Mode 3 – Bluetooth HC05/06 Mode:

Bluetooth can be used in two ways, either by using the Arduino Master fitted with a Bluetooth module, or not using the Master and using the Bluetooth on the PC or a Bluetooth dongle instead.

Method 1 – using the Master Arduino fitted  with an HC05 or HC06

The HCo6 is a Bluetooth Slave module and the HC05 is a Master/Slave module. Before starting the HC05 should be configured as a Master and it should be confirmed that the two modules will pair. It is beyond the scope of this blog to cover how this is done, but there is plenty of information on the internet. Fit the HC05 to the Master Arduino and the HC06 to the Slave board (although it does not matter which Arduino the HC05 is connected to). Plug the Master into a USB socket on the PC and run the control program. Select the Bluetooth radio button. Apply power to the Slave board and the LED on both Bluetooth boards will flash. After a few seconds, the LEDs on both Bluetooth LEDs will stop flashing and stay ON, showing that they have paired. Select a Baud Rate of 9600 and select the COM Port for the Master Arduino. After a short delay, the two Arduino’s will connect and the Digital pin display will become enabled.

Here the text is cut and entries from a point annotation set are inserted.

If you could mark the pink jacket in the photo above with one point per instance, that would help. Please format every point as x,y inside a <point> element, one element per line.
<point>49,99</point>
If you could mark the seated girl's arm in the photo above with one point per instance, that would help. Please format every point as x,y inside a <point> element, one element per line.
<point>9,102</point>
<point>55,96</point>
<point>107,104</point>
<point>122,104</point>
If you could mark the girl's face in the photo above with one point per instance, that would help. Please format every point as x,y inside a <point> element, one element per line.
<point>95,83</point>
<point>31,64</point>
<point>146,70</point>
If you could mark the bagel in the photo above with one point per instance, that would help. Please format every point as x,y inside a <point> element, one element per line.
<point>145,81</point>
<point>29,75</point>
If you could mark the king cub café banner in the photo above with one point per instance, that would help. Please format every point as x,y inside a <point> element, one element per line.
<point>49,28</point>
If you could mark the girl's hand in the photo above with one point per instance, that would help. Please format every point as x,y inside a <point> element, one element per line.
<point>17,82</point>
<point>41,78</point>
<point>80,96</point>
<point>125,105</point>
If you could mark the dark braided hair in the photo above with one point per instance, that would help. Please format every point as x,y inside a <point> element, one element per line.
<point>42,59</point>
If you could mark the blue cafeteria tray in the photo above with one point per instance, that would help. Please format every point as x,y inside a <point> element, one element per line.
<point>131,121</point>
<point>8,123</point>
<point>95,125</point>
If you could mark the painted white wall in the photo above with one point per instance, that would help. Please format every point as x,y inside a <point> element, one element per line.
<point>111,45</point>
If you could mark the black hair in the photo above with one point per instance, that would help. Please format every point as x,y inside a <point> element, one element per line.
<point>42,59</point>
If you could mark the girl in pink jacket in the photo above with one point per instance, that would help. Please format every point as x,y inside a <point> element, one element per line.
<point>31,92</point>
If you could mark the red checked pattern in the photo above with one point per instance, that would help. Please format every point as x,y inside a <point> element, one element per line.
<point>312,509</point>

Method 2 – Using the PC’s Bluetooth instead of a Master Arduino.

If the PC has a Bluetooth or you have fitted a Bluetooth Dongle you can dispense with the Master Arduino. You first need to know which port your Bluetooth is connected to. Click on the Bluetooth Icon in the taskbar and click on Show Bluetooth Devices


If you have already paired the HC05/06 then it will appear


If not then click on Add a Device, when asked use the password 1234. Once it has installed the drivers (this may take a few minutes) right click on the device (HC-06 in the picture above) and click on properties to show the following menu screen. Click on Services, this shows the port we want to be COM 110


Now start the PC program with Bluetooth running. Select the Bluetooth Radio Button. Set the baud rate to 9600 and the COM Port to that found (COM 110) and with the slave powered up, Bluetooth should connect in a short while, the LED on the HCo6 going from flashing to steady.